The step forward is quite rudimentary, actually. Playoff appearances must not only become the norm, but the settling for just entry into the postseason won’t be good enough. The AFC title game should be a good barometer. But, for all intents and purposes, if the Raiders can’t get to or win a Super Bowl in the three-year window created by Carr’s extension, it’s sadly another Silver & Black face plant — which is nearing patented status. It’ll reek of: “The Raiders made all those moves for what, exactly?” type inquiry.
Fortunately for Las Vegas, Carr intimated he’s got a permanent chip on his shoulder until he and the Raiders prove they are championship caliber.
“For me, the question of, ‘Can I win a playoff game?’ Like, yeah, that’s ridiculous,” Carr said. “Just because we had one chance and lost in the last series of a game to the AFC champions, yeah, I think we can. And it just shows you how close we were but, with that said, 55 percent of the teams that make the playoffs, the next year (they) don’t. … So, I’m gonna keep that underdog mentality and that chip-on-my-shoulder mindset but, at the same time, I know what I’m capable of and I know what our team’s capable of.”

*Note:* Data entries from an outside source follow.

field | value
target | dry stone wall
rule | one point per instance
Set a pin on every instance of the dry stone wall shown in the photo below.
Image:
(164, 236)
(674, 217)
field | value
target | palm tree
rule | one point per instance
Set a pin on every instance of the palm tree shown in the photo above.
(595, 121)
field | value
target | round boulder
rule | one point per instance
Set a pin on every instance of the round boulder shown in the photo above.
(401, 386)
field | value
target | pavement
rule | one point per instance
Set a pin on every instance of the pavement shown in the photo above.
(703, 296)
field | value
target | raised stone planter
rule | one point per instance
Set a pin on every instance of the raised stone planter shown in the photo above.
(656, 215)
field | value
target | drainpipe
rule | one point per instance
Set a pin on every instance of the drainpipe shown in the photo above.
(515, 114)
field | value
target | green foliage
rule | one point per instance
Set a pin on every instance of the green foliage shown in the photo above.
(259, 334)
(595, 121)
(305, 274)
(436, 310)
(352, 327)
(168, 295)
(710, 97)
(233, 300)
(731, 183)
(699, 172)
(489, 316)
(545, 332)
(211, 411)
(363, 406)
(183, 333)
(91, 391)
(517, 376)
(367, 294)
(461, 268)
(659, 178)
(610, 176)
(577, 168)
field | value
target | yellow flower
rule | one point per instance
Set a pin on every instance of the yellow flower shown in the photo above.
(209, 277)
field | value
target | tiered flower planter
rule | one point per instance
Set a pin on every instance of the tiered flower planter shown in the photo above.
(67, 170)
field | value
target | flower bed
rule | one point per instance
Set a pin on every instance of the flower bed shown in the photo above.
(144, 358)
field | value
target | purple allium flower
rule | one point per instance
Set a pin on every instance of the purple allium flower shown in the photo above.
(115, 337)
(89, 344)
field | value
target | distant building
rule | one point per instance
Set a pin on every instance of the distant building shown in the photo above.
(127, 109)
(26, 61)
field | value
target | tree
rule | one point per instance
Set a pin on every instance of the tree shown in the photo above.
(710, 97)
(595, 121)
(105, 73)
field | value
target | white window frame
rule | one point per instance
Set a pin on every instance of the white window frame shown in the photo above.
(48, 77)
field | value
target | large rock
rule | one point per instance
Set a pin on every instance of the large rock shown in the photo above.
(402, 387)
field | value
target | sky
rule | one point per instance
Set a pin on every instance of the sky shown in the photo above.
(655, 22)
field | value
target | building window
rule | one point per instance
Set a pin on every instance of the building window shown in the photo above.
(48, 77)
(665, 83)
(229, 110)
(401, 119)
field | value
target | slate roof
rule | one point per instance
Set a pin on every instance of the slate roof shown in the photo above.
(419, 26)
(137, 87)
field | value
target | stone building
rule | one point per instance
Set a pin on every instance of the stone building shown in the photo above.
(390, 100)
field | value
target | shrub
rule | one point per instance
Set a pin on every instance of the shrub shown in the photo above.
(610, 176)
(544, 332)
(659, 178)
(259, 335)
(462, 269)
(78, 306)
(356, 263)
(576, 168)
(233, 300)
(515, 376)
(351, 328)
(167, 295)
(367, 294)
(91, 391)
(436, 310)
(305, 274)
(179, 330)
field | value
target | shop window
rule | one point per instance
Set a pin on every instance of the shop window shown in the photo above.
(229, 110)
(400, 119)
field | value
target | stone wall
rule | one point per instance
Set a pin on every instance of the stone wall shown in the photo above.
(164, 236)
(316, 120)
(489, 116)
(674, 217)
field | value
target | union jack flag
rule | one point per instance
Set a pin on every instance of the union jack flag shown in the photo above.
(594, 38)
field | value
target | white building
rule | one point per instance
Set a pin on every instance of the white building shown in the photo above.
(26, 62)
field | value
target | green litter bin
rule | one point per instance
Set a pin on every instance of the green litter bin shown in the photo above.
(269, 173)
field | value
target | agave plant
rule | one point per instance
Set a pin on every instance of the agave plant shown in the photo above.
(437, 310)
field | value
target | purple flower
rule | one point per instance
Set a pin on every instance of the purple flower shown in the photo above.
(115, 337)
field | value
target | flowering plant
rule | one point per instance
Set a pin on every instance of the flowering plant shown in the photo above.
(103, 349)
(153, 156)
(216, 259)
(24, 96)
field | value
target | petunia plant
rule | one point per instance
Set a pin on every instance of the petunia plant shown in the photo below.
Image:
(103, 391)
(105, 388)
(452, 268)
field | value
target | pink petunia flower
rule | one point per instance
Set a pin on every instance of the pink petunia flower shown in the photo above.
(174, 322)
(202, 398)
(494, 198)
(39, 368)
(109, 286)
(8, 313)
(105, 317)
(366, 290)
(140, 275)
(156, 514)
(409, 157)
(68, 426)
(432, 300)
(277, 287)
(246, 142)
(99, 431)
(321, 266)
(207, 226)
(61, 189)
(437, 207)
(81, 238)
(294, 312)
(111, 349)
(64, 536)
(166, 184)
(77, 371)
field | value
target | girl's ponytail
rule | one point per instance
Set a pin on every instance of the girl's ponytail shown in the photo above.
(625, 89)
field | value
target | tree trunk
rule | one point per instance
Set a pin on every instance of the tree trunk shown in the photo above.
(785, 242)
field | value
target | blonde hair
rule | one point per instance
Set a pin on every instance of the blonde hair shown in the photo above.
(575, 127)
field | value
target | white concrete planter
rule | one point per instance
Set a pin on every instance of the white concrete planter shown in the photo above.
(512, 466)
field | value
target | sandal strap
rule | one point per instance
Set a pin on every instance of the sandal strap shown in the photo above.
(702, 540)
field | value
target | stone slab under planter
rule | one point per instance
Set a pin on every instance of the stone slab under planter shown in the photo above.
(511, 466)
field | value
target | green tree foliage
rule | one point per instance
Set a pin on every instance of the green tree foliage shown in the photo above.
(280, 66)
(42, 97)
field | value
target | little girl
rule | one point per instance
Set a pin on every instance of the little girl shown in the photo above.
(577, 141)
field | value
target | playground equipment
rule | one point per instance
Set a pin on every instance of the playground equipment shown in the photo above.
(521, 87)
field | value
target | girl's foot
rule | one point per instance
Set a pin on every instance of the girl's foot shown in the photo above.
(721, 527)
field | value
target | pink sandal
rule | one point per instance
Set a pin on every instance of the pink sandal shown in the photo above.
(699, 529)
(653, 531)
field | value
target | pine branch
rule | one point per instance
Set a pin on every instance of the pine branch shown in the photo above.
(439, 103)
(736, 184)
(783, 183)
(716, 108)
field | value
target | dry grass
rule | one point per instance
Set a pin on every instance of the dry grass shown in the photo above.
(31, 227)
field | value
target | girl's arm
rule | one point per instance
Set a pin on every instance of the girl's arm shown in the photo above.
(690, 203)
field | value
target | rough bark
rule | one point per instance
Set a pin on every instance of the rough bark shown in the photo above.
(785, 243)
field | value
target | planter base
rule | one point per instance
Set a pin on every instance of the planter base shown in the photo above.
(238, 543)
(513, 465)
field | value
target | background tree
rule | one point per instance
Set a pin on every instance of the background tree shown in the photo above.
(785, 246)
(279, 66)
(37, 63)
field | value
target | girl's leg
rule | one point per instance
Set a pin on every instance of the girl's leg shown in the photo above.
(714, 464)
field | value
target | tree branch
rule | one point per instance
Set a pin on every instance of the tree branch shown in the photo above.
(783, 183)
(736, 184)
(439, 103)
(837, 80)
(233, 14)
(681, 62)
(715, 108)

Carr also noted talk is cheap — pathetically so. The Raiders as a whole must grind and work relentessly this offseason in preparation for what’s going to be a grueling AFC West. That division loaded up with talent and with all teams hoping the moves they’ve made drastically change the trajectory of their respective franchises.

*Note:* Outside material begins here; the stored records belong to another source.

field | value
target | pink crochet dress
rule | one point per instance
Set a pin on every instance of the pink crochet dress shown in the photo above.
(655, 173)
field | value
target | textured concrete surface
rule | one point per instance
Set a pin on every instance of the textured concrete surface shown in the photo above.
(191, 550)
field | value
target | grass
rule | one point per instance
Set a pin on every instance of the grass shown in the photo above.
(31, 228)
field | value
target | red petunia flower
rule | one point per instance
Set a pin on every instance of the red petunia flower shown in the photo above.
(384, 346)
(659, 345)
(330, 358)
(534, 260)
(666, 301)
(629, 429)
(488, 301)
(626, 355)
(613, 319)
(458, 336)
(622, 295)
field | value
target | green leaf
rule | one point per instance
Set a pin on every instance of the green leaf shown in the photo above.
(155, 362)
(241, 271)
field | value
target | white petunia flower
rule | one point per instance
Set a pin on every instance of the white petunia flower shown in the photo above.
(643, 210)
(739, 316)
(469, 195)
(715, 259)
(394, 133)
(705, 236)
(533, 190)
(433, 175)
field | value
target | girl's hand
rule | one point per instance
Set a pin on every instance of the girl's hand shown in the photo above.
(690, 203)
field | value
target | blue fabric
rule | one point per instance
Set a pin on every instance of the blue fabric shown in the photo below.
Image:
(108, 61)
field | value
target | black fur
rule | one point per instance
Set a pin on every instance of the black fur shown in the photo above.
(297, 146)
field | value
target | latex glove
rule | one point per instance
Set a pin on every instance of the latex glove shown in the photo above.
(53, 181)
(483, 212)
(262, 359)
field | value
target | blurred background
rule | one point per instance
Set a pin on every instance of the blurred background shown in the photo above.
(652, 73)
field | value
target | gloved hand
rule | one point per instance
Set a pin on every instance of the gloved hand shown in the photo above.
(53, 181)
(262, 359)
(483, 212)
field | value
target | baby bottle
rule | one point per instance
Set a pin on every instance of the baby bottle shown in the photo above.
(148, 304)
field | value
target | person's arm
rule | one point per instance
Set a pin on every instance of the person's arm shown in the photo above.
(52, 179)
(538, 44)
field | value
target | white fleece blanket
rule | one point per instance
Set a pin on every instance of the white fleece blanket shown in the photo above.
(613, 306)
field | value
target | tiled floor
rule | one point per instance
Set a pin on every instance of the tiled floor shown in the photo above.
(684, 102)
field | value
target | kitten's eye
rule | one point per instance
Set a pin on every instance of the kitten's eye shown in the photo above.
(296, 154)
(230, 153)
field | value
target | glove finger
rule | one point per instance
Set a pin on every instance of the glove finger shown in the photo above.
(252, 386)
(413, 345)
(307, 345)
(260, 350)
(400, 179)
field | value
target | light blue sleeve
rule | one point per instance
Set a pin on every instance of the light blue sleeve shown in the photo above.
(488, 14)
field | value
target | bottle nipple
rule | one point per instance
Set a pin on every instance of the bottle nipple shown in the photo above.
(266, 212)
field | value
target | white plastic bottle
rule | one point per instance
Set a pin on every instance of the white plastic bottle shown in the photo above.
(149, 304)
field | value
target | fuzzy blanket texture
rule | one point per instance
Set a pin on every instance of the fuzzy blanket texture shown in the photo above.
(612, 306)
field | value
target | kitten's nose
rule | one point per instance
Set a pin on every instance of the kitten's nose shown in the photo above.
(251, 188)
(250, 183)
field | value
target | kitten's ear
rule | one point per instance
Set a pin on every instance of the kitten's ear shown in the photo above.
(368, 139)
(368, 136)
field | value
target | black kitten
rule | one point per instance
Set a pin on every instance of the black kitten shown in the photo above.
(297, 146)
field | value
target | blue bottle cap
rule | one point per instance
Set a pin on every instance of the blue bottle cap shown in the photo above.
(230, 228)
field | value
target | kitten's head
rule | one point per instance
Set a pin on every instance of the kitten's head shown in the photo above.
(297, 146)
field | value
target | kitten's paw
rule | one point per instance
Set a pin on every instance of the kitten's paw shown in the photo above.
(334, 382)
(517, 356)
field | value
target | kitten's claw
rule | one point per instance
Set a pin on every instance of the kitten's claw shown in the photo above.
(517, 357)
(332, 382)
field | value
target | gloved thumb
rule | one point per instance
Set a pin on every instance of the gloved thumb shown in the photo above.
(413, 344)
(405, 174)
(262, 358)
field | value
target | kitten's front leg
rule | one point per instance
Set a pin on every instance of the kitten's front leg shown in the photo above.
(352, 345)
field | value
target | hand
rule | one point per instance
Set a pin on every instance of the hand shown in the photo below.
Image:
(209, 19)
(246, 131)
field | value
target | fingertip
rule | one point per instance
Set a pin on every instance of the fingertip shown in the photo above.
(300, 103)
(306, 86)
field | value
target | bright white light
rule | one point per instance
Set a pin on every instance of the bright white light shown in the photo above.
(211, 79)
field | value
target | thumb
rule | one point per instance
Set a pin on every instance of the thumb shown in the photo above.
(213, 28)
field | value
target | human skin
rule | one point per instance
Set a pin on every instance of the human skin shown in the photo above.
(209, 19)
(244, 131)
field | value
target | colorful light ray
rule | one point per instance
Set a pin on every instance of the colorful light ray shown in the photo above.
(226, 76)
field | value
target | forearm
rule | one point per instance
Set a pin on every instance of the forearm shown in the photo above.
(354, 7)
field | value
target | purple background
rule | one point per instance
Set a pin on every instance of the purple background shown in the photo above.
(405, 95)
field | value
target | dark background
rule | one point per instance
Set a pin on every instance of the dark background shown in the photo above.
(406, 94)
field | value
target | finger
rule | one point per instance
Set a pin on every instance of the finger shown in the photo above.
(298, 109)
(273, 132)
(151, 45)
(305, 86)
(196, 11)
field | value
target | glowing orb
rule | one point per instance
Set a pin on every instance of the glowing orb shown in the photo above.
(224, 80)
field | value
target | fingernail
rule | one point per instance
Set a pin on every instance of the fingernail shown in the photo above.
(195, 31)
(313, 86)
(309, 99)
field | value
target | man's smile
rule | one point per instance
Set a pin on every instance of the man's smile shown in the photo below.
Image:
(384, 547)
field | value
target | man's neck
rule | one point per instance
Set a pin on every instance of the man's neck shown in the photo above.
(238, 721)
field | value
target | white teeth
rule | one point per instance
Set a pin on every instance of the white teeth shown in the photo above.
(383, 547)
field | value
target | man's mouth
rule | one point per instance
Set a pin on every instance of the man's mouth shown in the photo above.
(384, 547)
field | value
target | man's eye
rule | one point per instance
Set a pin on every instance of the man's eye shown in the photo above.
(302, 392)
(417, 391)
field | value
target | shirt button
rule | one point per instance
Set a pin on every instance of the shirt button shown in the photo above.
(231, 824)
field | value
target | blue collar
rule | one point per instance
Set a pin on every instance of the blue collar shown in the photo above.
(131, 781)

“We have to go earn it. If we don’t go work for it, it doesn’t matter what I say it’s gonna be,” Carr said. “And if your best players are the ones leading that charge — Maxx (Crosby), Chandler (Jones), Davante (Adams), Hunter (Renfrow), Darren (Waller), Foster (Moreau), Kolton (Miller), Denzel (Perryman), myself — saying, ‘We’re gonna outwork everybody,’ that’s where success stems from. That’s where you give yourself a chance.”

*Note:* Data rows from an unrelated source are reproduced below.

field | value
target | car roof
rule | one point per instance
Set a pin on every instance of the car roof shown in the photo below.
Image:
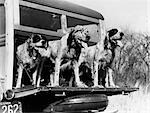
(67, 6)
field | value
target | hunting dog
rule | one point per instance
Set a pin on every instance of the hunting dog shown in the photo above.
(111, 42)
(68, 48)
(28, 57)
(95, 54)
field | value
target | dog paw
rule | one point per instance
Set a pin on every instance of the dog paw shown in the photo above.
(113, 86)
(97, 86)
(81, 84)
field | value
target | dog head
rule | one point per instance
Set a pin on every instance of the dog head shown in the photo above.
(38, 41)
(114, 37)
(81, 33)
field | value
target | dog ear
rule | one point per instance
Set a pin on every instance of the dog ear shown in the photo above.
(112, 32)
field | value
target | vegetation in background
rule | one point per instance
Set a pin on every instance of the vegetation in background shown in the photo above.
(132, 62)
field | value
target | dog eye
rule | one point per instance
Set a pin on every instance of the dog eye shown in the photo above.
(36, 38)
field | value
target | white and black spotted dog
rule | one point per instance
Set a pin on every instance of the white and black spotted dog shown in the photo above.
(28, 57)
(68, 47)
(95, 54)
(112, 41)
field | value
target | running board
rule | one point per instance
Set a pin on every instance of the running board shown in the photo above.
(64, 91)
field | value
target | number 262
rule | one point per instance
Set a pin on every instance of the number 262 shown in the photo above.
(10, 108)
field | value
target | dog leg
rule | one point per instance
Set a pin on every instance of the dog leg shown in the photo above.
(110, 81)
(96, 75)
(112, 84)
(20, 72)
(77, 78)
(57, 71)
(34, 75)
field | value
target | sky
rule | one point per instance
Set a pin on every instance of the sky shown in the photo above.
(128, 14)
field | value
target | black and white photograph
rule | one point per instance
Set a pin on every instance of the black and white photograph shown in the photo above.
(74, 56)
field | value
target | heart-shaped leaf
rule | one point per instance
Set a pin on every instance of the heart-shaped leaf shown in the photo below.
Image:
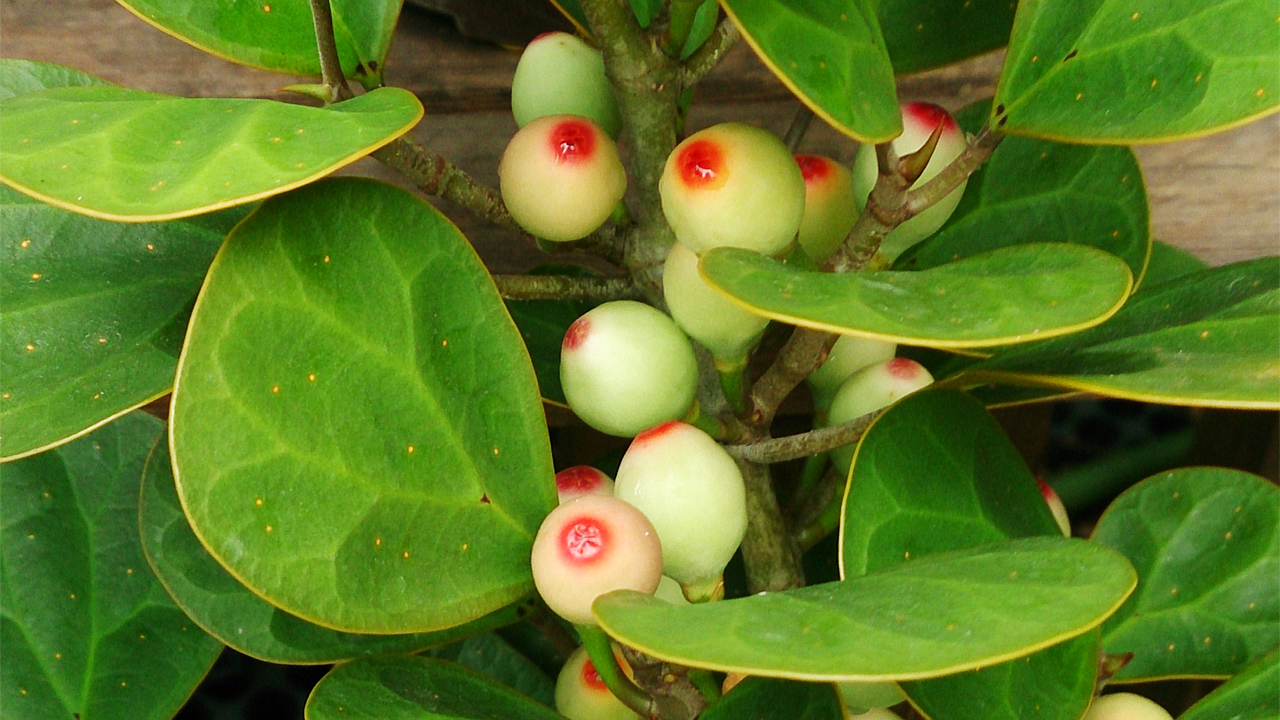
(1040, 191)
(1011, 295)
(1208, 338)
(769, 698)
(1141, 72)
(86, 628)
(356, 427)
(831, 55)
(278, 35)
(91, 315)
(238, 618)
(416, 688)
(922, 35)
(932, 616)
(936, 473)
(1206, 543)
(1253, 695)
(123, 154)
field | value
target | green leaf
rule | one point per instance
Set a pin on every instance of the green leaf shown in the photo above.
(768, 698)
(922, 619)
(238, 618)
(1146, 71)
(1253, 695)
(936, 473)
(356, 427)
(87, 630)
(19, 77)
(831, 55)
(1010, 295)
(278, 35)
(1206, 543)
(1208, 338)
(91, 315)
(1040, 191)
(123, 154)
(416, 688)
(922, 35)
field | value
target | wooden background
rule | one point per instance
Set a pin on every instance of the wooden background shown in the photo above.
(1215, 196)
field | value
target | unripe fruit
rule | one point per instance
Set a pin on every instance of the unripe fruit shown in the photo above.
(723, 328)
(919, 119)
(581, 479)
(872, 388)
(830, 209)
(732, 186)
(693, 493)
(849, 355)
(581, 695)
(1125, 706)
(561, 177)
(1056, 507)
(560, 74)
(590, 546)
(626, 367)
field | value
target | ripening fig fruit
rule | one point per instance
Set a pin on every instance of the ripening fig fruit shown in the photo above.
(626, 367)
(872, 388)
(561, 177)
(830, 209)
(732, 186)
(1125, 706)
(581, 695)
(581, 479)
(849, 355)
(722, 327)
(1056, 507)
(693, 493)
(560, 74)
(919, 119)
(590, 546)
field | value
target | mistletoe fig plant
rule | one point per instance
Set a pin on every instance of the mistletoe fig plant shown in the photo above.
(318, 419)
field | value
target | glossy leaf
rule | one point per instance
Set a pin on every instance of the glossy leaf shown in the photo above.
(1138, 72)
(1206, 543)
(1010, 295)
(91, 315)
(86, 628)
(927, 618)
(768, 698)
(238, 618)
(278, 35)
(1040, 191)
(416, 688)
(1253, 695)
(356, 427)
(123, 154)
(936, 473)
(19, 77)
(922, 35)
(1207, 338)
(831, 55)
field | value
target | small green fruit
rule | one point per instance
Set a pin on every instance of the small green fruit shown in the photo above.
(1125, 706)
(626, 367)
(732, 186)
(561, 177)
(693, 493)
(590, 546)
(720, 324)
(560, 74)
(872, 388)
(919, 119)
(830, 208)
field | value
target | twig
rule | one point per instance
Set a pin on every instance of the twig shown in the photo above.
(330, 67)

The upcoming 2022 campaign is rife with Silver & Black proving grounds. Las Vegas wants to prove its not amongst the league’s also-rans and is a legitimate contender for a championship. Carr is dead set on proving once and for all that his loyalty to the Silver & Black isn’t poppycock and something tangible will come of it. He truly wants to reward the trust the organization — despite the front office, coaching and personnel changes he’s seen during his tenure — has given him. Like proudly hoisting the Lombardi Trophy.
“We’re in the middle of what I dreamed of doing,” Carr said. “I wanted to be someone when all is said and done that my name would be at the top of a lot of lists on the stat sheets and all that stuff. And then I wanted to hold trophies and all that.
“Well, we haven’t done some of those things yet, but I wanted to leave my mark on this organization. I got four more years for that opportunity, that’s exciting for me because people have trusted me all this time. The people that make decisions when other teams were calling, or this or that, they’re like, ‘No chance. This is our guy.’ I look back at those moments and I’m thankful because I have another opportunity to go out and prove it again.”